Most important seems to be whether the difficulty can be observed at the time. So if you can understand the purpose of the assessment, what your conditions are & how they affect you, then they simply cannot believe you have any cognitive issues.
If the difficulties are ones they would expect you to have with 'X' condition, then they just want to find out how severe & how often, but if they don't expect you to have that difficulty and it's not obviously present at the moment they see you then in their eyes you cant have it, it just wont 'compute' for them.

Which I suppose is reasonable from their pov - I mean if an amputee said they couldn't read because of their leg amputation that wouldn't really wash.
So it's the fault of the stupid guidelines, and behind that the fault of the ridiculous 'ME=being tired' nonsense that is out there.

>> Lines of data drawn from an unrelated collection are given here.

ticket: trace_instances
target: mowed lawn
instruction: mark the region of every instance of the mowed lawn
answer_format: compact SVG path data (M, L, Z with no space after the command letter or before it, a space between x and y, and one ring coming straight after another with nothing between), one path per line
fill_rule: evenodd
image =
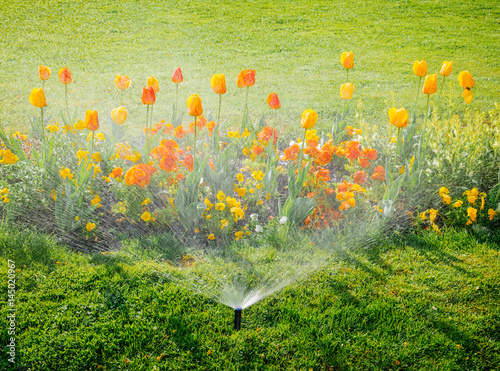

When the so called experts say the only cognitive issues for PwME are 'poor concentration' then I don't know how the assessors are supposed to do an accurate job. As much as I am angry, it's not really their fault if they are taught wrongly, in the same way it's not really the average overworked GP's fault if the training they've been given & the articles they read from the sources they respect, are 80% pure bullshit.

 

also cognitive problems are under the 'mental health' as opposed to the physical section on the ESA which skews the perception of the illness.

 

Just my opinion, based on experience, mine and others.

They are still using a low hanging fruit method to disallow or reduce ill/disabled peoples entitlement.

Knowingly.

The suggestion that their guidance is wrong, whilst it is, is no excuse.

The majority of 'HCP's just don't seem to care, they just seem to want to meet 'targets' that are officially denied to exist.

They do not appear to have any interest in producing a fair assessment, and a significant interest in not doing so.

The system is set up to prevent those who want to give a fair assessment from doing so.

There is a reason that the assessment companies find it very difficult to recruit doctors, why they do not have enough to meet the requirements of their contracts.

Most doctors are too 'ethical' to participate once they understand the system.

And if you knew my opinion on doctors that's saying a lot.

 

Are you entirely sure that it is not that the contractual terms are unattractive to a doctor?

 

For a lot of the last 2 decades I have been unsure as to my name........

All I 'know' is that before ESA they had no difficulty in recruiting doctors, the repeated 'tightening' of the guidance and policies are likely to be the most substantive change in that process.

 

My family persuaded me to apply for benefits, for which i have not yet forgiven them.